People were going to allow me to be cleared if I stayed with Alvaro. But if not, forget it. So they have just pushed through to try to keep me down and discredit me. Which means no one ever really cared about me or my son. They cared about Alvaro and that was it. If I am only respected because I am with this man, or a man in general, or him in particular, I wonder why. Isn't it just a little bit questionable? Either I get all kinds of clearance and good care and honest evaluations, or I get screwed? Forced out of even the most basic rights, and my son to suffer. These people have been two faced--showing me favor when I am with someone and showing cruelty when I am not. Two faced.

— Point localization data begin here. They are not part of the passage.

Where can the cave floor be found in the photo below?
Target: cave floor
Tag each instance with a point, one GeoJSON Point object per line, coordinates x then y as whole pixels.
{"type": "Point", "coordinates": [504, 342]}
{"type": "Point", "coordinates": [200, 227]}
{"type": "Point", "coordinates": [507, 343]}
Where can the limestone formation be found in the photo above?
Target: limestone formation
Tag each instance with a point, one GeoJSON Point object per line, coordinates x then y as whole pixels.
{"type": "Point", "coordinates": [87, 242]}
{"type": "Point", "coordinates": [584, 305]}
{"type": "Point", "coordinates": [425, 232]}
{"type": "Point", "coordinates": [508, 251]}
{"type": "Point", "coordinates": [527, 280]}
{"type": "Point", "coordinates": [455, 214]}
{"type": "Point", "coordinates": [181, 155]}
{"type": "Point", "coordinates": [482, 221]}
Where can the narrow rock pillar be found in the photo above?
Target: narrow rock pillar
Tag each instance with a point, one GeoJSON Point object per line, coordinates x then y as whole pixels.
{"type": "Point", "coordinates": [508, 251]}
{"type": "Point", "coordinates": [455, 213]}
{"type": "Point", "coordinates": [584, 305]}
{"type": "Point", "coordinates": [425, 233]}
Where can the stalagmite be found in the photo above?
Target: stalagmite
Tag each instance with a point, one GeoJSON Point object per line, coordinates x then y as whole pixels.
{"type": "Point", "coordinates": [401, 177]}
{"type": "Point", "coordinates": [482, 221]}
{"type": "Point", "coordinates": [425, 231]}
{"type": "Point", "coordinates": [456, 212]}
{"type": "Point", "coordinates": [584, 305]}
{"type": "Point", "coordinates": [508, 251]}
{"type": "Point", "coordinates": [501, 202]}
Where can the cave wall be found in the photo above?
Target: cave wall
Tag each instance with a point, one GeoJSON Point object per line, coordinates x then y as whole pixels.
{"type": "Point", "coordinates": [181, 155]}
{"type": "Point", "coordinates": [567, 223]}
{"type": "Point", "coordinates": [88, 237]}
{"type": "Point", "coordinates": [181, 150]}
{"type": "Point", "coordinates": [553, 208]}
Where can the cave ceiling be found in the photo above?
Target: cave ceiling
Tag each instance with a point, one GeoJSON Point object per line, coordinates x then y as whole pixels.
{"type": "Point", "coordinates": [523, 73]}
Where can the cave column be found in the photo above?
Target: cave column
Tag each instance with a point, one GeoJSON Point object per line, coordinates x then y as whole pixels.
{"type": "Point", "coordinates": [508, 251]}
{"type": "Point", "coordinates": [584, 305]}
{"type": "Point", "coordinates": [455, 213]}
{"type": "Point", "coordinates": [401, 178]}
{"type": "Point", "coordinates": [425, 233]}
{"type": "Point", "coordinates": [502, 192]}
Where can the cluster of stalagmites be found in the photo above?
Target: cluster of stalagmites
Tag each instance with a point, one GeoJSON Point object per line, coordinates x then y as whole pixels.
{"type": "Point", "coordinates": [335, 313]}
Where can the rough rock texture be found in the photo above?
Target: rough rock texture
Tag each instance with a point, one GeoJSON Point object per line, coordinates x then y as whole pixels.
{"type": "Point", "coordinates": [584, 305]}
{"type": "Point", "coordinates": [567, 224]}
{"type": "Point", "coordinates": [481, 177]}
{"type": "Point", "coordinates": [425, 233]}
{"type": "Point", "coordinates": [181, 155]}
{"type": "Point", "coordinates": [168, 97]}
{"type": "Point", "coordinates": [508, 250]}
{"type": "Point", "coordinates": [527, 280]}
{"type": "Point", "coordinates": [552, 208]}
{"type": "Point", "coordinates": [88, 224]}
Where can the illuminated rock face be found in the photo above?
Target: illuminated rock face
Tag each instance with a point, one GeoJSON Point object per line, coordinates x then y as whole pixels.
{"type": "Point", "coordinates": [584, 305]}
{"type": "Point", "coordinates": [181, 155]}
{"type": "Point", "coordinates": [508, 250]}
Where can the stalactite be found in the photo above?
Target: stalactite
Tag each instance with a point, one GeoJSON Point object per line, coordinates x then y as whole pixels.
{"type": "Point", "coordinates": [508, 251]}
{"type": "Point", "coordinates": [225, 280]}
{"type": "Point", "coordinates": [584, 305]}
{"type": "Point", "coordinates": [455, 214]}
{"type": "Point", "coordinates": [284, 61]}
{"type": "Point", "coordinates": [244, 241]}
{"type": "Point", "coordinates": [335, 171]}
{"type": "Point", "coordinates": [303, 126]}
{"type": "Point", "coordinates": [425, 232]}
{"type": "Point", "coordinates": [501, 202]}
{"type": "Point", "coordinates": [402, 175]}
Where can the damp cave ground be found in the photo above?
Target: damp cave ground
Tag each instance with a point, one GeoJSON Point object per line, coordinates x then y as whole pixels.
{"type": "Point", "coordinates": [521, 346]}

Interested, it seems clear, in their own interests and how something might benefit them and what kind of respect they are willing to give me should I have someone in particular in my life. Shunning me and harassing me and being absolutely criminal and cruel to me and my son if I am not.

Then I talk to a doctor here locally who tries to say maybe my migraines are not as bad because I'm going into menopause. I'm not, and if I should, early, it would be a first in the family. Not one single woman goes through this, in my family, before age 50 and my levels were all normal in D.C. supposedly.

What I know, is that I didn't have a period when I was with certain people and eating their food and then when I was buying my own stuff, my period came back and people then wanted to claim there was something wrong with me mentally. Whenever I've been having my period normally, people have been all over me, attacking me and claiming I am nuts. Which seems strange to ME. Like I've changed when nothing has changed with me and people have just decided to make different claim.

With a man? not nuts.
Without a man? nuts.
With a period? nuts.
Without a period? not nuts.

And now I have people who believe it's all over for me and my son, which must be the truth if that's what this many people believe. So other people must think or feel this psychiatrist will not clear me. I found out this man is not just a psychiatrist, he is the MEDICAL DIRECTOR for that "sanctuary" place. How convenient.

To be fair, the man sounds completely normal, if you're coming from a normal standpoint or don't have political problems of any kind. He sounds like someone who is intelligent and probably does a good job with the average person. That's my opinion from talking to him. He's certaintly smart enough to handle most average people. But people with political problems? I don't know about that. Just the fact he moved right in and became medical director of a psych ward (oh, pardon...a "sanctuary") 2 months after my ex left, and he's military background, is enough to make me wonder. And it's not just that--I don't know if he has other affiliations or connections which may make it difficult for him to do anything but go with what some group wants.

I'm having computer overheating or whatever problems again, after not having any problems for a few days at all. Someone doesn't like what I'm writing,and someone will continue to get away with harming me and my son.